Esse fórum reúne as principais empresas privadas do setor no mundo e, mais do que isso, reúne a hierarquia que nucleia o setor. Ou seja, as maiores transnacionais e as instituições financeiras que as sustentam são quem coordena o Fórum. O núcleo duro do Fórum é o Conselho Mundial da Água, que justamente congrega as maiores transnacionais e as instituições financeiras, como o Banco Mundial. Eles se pretendem mundial, ou seja, querem transformar um lobby particular em uma demanda mundial. Assim, convidam os governos e parte mesmo das organizações não governamentais. É compreensível que os governos sejam obrigados a comparecer, por pressões políticas e respaldo dos paises ricos. O que espanta e a participação de algumas redes, num evento que e claramente antidemocrático e excludente. O FMA serve para a formação de consensos privados no setor de água. Como ele tem apoio dos governos e das instituições financeiras, ele acaba tendo uma influencia muito forte nas instancias deliberativas no plano internacional, como a Organização das Nações Unidas e o Banco Mundial e o BID. Suas deliberações assumem caráter paradigmático nessas instituições. Por isso, o Fórum Internacional em Defesa da Água foi convocado para revelar esse caráter do Fórum Mundial da Água e deslegitimar quaisquer decisões vindas do setor privado.

- Quais são os temas em disputa dentro do FMA?

A conjuntura é problemática para o mercado, porque o que se tem hoje no mundo, nas áreas onde ocorreu a privatização da água, são processos incompletos ou que foram muito mal sucedidos, inclusive do ponto de vista econômico. O quadro da América Latina e exemplar. As empresas não conseguiram obter lucros nem segurança jurídica, e suas iniciativas foram profundamente deslegitimadas pelas sociedades dos paises. Em muitos casos, ocorreram verdadeiras guerras, por conta de uma incorporação pelo setor privado totalmente irresponsável, que deixou regiões inteiras sem água, que diminuiu a qualidade do serviço e que ampliaram as tarifas a níveis inacessíveis a população pobre. O caso mais emblemático e o da Bolívia, que deu inicio a uma serie de mobilizações que culminaram com a vitória de Evo Morales. Ou seja, foi uma derrota econômica e política.

- E isso se reflete no Fórum Mundial?

O FMA acontece de três em três anos. Em 2003, já se vislumbrava esse fracasso. Agora, ha um claro reconhecimento desse fracasso da privatização. O que o setor privado faz, nesse FMA, e tentar recompor sua estratégia de privatização, em outros moldes.
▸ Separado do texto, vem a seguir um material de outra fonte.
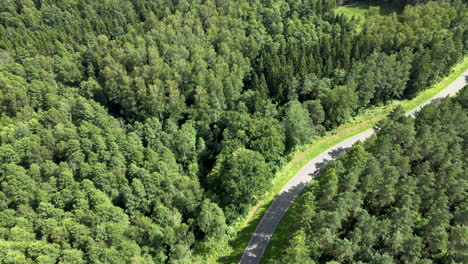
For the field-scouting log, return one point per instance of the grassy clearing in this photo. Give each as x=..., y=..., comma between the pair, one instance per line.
x=357, y=9
x=242, y=231
x=360, y=123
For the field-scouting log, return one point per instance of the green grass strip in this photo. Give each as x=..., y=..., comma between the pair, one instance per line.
x=242, y=231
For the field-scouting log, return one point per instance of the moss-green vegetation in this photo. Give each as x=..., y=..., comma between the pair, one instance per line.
x=359, y=124
x=428, y=188
x=126, y=125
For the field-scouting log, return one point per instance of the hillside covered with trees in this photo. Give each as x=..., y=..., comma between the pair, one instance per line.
x=138, y=131
x=401, y=197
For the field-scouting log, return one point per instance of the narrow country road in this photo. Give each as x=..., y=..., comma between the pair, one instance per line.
x=265, y=229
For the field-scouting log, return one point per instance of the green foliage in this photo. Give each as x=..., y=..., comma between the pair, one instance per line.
x=239, y=178
x=397, y=201
x=130, y=130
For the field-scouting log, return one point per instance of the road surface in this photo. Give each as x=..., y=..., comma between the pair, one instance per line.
x=265, y=229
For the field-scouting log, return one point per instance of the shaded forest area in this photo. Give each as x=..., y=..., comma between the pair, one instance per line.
x=136, y=131
x=398, y=198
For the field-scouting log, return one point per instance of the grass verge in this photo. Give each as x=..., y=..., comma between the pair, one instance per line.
x=367, y=119
x=359, y=124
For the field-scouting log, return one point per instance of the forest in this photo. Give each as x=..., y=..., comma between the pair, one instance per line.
x=400, y=197
x=137, y=131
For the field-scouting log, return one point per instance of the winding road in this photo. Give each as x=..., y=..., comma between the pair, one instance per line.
x=272, y=217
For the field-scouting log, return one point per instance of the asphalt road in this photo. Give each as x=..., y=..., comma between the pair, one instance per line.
x=265, y=229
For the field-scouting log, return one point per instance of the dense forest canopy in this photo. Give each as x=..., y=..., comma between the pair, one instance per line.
x=135, y=131
x=401, y=197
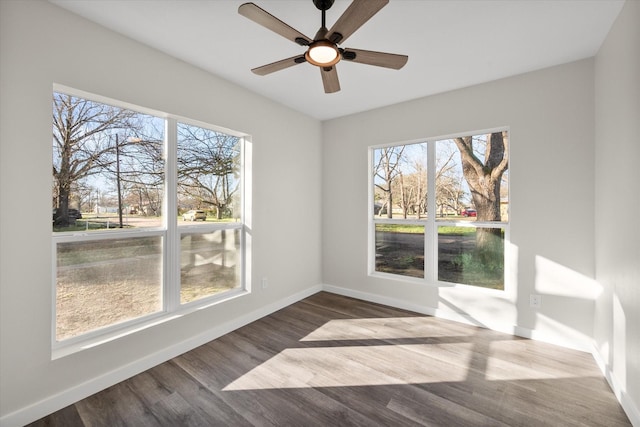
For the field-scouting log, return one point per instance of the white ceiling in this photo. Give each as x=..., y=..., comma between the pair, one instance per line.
x=450, y=43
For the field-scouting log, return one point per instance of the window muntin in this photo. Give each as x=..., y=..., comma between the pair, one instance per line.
x=120, y=260
x=449, y=193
Eles já falaram muito em parcerias publico privadas, mas querem ir alem. Agora, propõem que os recursos das instituições financeiras multinacionais sejam destinados preferencialmente para as privatizações.Alem disso, defendem um processo de racionalização do setor, ou seja, mesmo que as empresas se mantenham publicas, elas devam adotar parâmetros de administração privada. E o que chamamos de corporativizacao das empresas publicas, uma estratégia que foi mundo amadurecida neste Fórum Mundial. O presidente do Conselho Mundial da Água chegou a dizer que defendia a gestao publica, mas que fosse controlada pelas coletividades locais, que definiriam se a operacao será publica ou privada. E uma nova estratégia. Eles começam a dar suporte financeiro aos municípios, que na América Latina estão em situação falimentar, desde que as empresas gestoras dos recursos hídricos estejam voltadas para o mercado, ou mesmo vinculada a uma PPP.

- E como você avalia a participação do governo brasileiro no FMA?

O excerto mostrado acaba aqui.